For Chris Draft, a former San Francisco 49ers linebacker who also played for the Stanford football team, this last statistic is all too real.
His wife, Keasha Draft, never smoked. She was 37 in December 2010 when she was diagnosed with Stage IV lung cancer. She died a year later, a month after she married Chris. According to the Chris Draft Family Foundation’s website, at the time of diagnosis, “her only ‘symptom’ was a slight shortness of breath a few days earlier.”
Typical symptoms of lung cancer are notoriously subtle and often do not appear until the late stages of the disease. They can range from a chronic cough to a slight shortness of breath or an ache in the back, chest or arm. As a result, only 16 percent of lung cancer patients are diagnosed when the cancer is still localized and easily treatable. There is also no current approved screening for early detection of lung cancer. This combination results in a devastatingly low the five-year survival rate.
According a National Cancer Institute study conducted from 1973 to 2008, the five-year survival rate for lung cancer is 16.3 percent—significantly lower than colon cancer (65.2 percent), breast cancer (90 percent), and prostate cancer (99 percent).
However, lung cancer research is also underfunded compared to these other cancers. According to a 2012 American Cancer Society study, lung cancer causes more deaths than the next three most fatal cancers—colon, cancer, and prostate—combined. However, it receives significantly less federal funding than the other three. Breast cancer alone received five times more federal funding than lung cancer in 2011, according to the Lung Cancer Foundation of America.

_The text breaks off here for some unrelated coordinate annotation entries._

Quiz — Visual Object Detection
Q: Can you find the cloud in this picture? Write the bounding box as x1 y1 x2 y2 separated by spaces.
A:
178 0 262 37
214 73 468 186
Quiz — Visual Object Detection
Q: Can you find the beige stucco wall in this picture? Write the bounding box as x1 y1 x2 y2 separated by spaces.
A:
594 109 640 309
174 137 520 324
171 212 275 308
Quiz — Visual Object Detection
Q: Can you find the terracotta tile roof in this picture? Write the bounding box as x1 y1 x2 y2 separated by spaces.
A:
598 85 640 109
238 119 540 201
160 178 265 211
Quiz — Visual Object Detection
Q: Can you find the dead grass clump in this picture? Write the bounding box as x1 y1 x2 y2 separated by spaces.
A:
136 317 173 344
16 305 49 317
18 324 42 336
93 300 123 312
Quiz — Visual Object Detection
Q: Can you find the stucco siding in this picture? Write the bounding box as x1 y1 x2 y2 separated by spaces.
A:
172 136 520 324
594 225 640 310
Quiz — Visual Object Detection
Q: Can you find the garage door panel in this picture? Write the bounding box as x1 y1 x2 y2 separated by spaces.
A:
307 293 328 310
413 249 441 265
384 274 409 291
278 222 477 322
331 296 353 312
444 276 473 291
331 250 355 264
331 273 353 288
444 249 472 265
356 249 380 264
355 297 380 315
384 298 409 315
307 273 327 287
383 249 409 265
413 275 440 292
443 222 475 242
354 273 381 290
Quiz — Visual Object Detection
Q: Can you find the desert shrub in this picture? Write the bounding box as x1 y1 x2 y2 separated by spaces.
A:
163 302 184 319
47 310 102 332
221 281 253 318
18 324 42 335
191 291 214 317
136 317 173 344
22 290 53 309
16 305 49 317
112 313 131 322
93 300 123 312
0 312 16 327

According to Draft, lung cancer research is underfunded because of the overemphasis on the link between the disease and smoking.
“All you see is a prevention message,” Draft said. “People think that guys who don’t smoke don’t get lung cancer.”

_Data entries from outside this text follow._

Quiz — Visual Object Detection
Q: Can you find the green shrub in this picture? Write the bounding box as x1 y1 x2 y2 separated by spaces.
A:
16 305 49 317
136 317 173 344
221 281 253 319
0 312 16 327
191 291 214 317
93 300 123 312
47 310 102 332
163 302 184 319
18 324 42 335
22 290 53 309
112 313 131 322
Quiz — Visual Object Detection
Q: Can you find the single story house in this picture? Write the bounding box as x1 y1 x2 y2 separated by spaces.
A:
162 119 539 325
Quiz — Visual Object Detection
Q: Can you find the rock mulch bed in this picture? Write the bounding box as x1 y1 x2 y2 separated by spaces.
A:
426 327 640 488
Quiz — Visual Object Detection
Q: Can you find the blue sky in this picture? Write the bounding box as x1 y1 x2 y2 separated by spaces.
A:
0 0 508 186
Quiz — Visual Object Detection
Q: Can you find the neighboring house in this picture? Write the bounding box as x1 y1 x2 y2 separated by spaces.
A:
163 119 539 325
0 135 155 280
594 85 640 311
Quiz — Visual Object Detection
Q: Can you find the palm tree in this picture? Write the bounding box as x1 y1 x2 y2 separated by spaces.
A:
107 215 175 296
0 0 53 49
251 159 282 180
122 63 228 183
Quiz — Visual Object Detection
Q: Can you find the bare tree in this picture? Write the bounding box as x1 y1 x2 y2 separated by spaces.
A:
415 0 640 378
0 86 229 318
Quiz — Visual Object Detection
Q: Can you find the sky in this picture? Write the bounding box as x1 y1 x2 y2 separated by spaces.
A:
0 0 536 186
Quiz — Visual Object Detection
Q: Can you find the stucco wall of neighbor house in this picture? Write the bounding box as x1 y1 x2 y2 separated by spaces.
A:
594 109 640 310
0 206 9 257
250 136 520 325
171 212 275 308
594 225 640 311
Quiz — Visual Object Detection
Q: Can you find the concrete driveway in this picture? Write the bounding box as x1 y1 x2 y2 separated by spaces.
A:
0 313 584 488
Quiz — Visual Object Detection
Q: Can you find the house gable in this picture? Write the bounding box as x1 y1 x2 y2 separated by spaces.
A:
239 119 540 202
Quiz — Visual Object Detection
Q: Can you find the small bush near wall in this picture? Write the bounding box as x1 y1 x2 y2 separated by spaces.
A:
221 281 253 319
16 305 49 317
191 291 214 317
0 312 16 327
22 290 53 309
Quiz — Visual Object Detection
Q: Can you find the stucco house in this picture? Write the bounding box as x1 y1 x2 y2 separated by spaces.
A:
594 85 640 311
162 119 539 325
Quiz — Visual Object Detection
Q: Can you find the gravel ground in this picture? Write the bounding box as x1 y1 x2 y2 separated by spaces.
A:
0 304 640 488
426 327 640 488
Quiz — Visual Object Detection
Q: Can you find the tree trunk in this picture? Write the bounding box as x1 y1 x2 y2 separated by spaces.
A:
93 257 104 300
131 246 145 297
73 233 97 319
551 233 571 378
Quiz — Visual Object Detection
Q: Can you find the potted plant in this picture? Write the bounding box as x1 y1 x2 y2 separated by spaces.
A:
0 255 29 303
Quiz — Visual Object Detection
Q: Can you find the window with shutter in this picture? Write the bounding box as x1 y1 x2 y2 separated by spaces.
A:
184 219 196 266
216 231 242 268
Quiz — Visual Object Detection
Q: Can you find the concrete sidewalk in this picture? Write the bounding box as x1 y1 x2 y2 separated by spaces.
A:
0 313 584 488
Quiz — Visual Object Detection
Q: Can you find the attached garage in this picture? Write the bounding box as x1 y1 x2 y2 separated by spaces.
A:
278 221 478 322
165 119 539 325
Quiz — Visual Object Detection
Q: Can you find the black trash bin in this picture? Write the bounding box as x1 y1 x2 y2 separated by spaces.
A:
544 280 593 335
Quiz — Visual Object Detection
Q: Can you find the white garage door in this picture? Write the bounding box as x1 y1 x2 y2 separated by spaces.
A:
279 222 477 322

Draft and his wife launched Team Draft at their wedding in November 2011, hoping to use Keasha’s story to change the face of lung cancer, and to prevent it from being labeled a “smoker’s disease.”

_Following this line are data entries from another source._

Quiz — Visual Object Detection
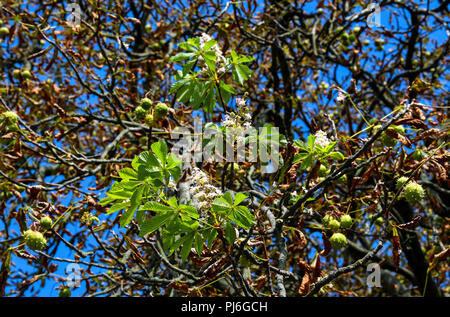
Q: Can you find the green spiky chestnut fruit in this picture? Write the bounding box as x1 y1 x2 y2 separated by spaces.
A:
39 216 53 230
395 176 408 189
153 102 169 120
20 69 31 80
341 215 353 229
145 113 155 127
59 287 72 297
330 233 348 250
140 98 153 110
319 165 329 177
322 215 330 226
23 230 47 251
328 218 341 231
403 182 425 205
12 69 20 79
0 26 9 36
134 106 147 120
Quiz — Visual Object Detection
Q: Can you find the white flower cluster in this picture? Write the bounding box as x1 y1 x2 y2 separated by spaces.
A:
314 130 331 148
189 167 222 211
336 92 345 103
222 98 252 129
199 33 227 75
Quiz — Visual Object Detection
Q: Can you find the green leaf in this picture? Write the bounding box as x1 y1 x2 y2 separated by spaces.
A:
329 152 345 161
308 134 316 150
203 40 217 51
292 152 309 164
130 185 146 206
139 212 173 237
106 190 133 199
194 232 203 256
203 83 216 113
234 193 248 206
139 201 174 212
119 167 138 180
169 53 195 63
120 205 137 228
170 78 190 94
179 204 199 219
177 85 192 102
98 196 116 206
106 201 130 215
180 232 195 262
203 228 217 248
178 42 196 52
183 58 197 76
138 151 161 168
151 140 168 166
225 222 236 245
229 206 254 229
212 197 231 212
300 154 314 170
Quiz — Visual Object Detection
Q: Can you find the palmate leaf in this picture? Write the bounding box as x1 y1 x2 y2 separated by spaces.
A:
106 201 130 215
120 185 147 227
139 212 176 238
151 140 168 166
232 64 252 86
180 232 195 262
203 82 216 113
119 167 138 180
228 206 254 230
169 53 196 63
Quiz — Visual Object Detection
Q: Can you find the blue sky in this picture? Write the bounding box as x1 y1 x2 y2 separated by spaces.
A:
0 1 449 296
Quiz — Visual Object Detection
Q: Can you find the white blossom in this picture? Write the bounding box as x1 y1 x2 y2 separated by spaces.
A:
189 167 222 211
314 130 331 148
336 92 345 103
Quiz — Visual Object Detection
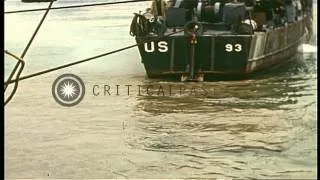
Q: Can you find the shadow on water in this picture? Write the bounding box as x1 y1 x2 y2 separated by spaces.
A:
137 54 316 114
124 51 316 178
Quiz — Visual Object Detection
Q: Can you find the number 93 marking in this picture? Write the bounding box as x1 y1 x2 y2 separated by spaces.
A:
225 44 242 52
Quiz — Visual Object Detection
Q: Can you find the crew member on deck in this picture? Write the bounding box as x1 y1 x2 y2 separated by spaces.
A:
151 0 168 17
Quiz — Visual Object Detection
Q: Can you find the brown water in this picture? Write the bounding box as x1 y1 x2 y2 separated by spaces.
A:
5 0 317 179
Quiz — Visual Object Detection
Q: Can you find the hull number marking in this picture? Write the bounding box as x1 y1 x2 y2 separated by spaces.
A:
225 44 242 52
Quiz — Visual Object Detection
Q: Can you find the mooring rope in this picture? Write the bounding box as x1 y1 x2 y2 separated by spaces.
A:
4 0 150 14
5 29 184 85
4 0 54 105
4 50 25 105
4 0 184 105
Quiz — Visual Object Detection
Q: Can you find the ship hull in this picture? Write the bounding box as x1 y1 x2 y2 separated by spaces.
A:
136 16 310 79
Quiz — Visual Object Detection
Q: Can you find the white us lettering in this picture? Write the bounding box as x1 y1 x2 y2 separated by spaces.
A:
144 41 168 53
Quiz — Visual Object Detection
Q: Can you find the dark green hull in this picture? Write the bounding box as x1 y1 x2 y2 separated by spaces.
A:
136 16 310 81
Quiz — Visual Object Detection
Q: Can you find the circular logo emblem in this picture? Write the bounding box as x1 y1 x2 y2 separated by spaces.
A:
52 74 85 106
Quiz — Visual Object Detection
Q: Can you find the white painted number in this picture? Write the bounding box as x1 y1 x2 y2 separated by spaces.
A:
225 44 242 52
234 44 242 52
226 44 232 52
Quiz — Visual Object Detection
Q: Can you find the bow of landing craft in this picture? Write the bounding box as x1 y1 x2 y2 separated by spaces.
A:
130 0 312 81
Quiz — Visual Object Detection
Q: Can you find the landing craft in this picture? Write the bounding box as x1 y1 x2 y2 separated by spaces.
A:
130 0 312 81
21 0 57 3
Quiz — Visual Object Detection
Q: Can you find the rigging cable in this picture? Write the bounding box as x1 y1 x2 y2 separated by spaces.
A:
4 0 54 104
4 0 150 14
4 50 25 105
5 29 184 85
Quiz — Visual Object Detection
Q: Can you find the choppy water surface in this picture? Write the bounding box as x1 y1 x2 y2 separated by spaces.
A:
5 0 317 179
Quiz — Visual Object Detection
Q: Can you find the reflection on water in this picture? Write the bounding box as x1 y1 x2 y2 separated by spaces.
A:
5 0 317 179
128 53 316 178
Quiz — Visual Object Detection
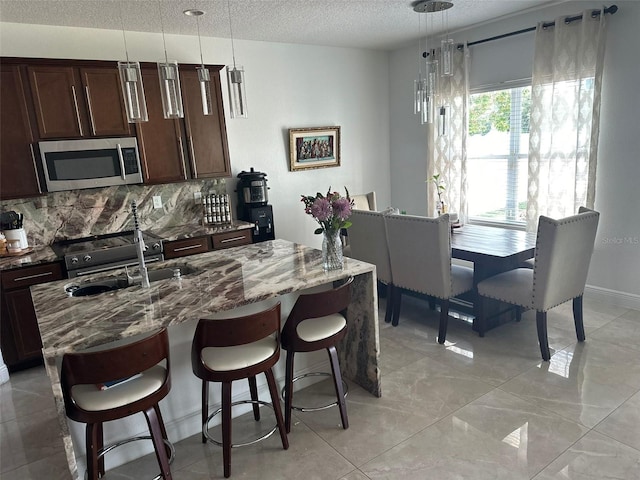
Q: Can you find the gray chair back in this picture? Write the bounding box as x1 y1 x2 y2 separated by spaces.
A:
348 210 393 283
533 207 600 312
384 214 451 299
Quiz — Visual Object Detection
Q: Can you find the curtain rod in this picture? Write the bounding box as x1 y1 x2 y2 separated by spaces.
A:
422 5 618 58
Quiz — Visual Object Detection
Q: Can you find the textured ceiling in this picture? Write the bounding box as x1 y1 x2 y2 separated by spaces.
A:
0 0 565 50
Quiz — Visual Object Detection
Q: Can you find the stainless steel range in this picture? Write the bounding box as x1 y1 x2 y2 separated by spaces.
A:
52 231 164 278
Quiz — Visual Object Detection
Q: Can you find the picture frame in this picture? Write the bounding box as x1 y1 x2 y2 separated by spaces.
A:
289 126 340 172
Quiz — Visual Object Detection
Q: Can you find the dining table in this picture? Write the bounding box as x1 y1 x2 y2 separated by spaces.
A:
451 224 536 330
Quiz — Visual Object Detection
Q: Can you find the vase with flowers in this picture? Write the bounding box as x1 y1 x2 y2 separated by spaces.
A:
301 187 353 270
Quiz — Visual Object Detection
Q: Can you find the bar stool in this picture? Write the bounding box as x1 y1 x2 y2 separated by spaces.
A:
60 328 174 480
282 277 353 433
191 303 289 478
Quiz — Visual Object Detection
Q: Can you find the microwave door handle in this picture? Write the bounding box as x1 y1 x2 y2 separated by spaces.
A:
116 143 127 180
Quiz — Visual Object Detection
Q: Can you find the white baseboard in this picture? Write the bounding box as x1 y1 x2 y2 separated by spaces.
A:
584 285 640 310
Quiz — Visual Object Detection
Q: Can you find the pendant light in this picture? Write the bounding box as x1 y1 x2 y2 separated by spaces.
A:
118 2 149 123
158 0 184 118
227 0 247 118
182 8 213 115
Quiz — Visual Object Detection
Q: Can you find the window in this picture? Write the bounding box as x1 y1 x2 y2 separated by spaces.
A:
467 86 531 226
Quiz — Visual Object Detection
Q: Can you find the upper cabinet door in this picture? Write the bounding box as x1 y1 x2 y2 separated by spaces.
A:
136 68 187 183
180 68 231 178
0 65 42 199
80 67 131 136
27 66 89 138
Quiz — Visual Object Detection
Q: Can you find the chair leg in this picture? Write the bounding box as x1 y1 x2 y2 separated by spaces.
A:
284 350 295 433
248 377 260 422
573 295 586 342
327 345 349 430
536 311 551 362
96 423 104 477
438 299 449 345
144 405 172 480
384 283 395 323
85 423 100 480
222 382 231 478
264 369 289 450
391 286 402 327
201 380 209 443
475 295 487 337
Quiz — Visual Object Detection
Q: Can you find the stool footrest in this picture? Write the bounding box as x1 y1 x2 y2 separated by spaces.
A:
280 372 349 412
202 400 278 448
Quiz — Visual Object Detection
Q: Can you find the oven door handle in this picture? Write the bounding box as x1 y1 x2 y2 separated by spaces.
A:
116 143 127 180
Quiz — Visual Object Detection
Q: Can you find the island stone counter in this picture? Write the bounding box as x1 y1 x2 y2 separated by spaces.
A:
31 240 381 479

Since Team Draft’s inception, Draft has visited over 80 medical centers nationwide.
“I wanted to find out what was being done, out there, in the field,” Draft said. “And who better to go to than the doctors?”
Draft is not only concerned with educating the public about the devastating effects of lung cancer, but also of the efforts being made to fight the disease. He says he hopes to motivate the public donate money and advocate for more lung cancer research.
“The key is hope,” Draft said emphatically. “With every cancer center that we’ve visited, there’s change. Changes, even changes that are small, are cause for hope.”
Last Tuesday, Draft visited Stanford Hospital. Prior to his visit, the medical center had never offered a tour of its newest lung cancer treatment facilities to anyone but government officials.
“We don’t do this for everyone, with this many physicians,” Whitney Greene, the service line administrator for the oncology department, said. “We did it for [Draft] because of his connection to Stanford and the 49ers, as well as his efforts to spread lung cancer awareness.”
Although the prognosis for lung cancer patients is still grim, new technology and treatment techniques have surfaced in disease research. Stanford Hospital is currently collaborating with the SLAC National Accelerator Laboratory, originally named Stanford Linear Accelerator Center, to devise the next line of linear accelerators machines to use in treating lung cancer.
The newest linear acceleration device, the Cyberknife, has the ability to track the tumor’s movement throughout the treatment procedure, while firing targeted radiation beams at the tumor. This device increases accuracy in comparison to previous radiation techniques, where tumors were not tracked during the treatment procedure.
The hospital has also made improvements in the patients’ comfort and quality of life. Among other developments, oral medication replaces certain treatments that require time in the hospital, and mesh face masks are now used in place of uncomfortable metal head-clamps that keep patients still while receiving treatment.
“Maybe [this campaign] can extend [a lung cancer patient’s] life for two years more,” Draft said. “Some people think, oh, it’s only two years. But when you put it in perspective of your mom, your kids; it’s a different two years. Those two years are worth fighting for.”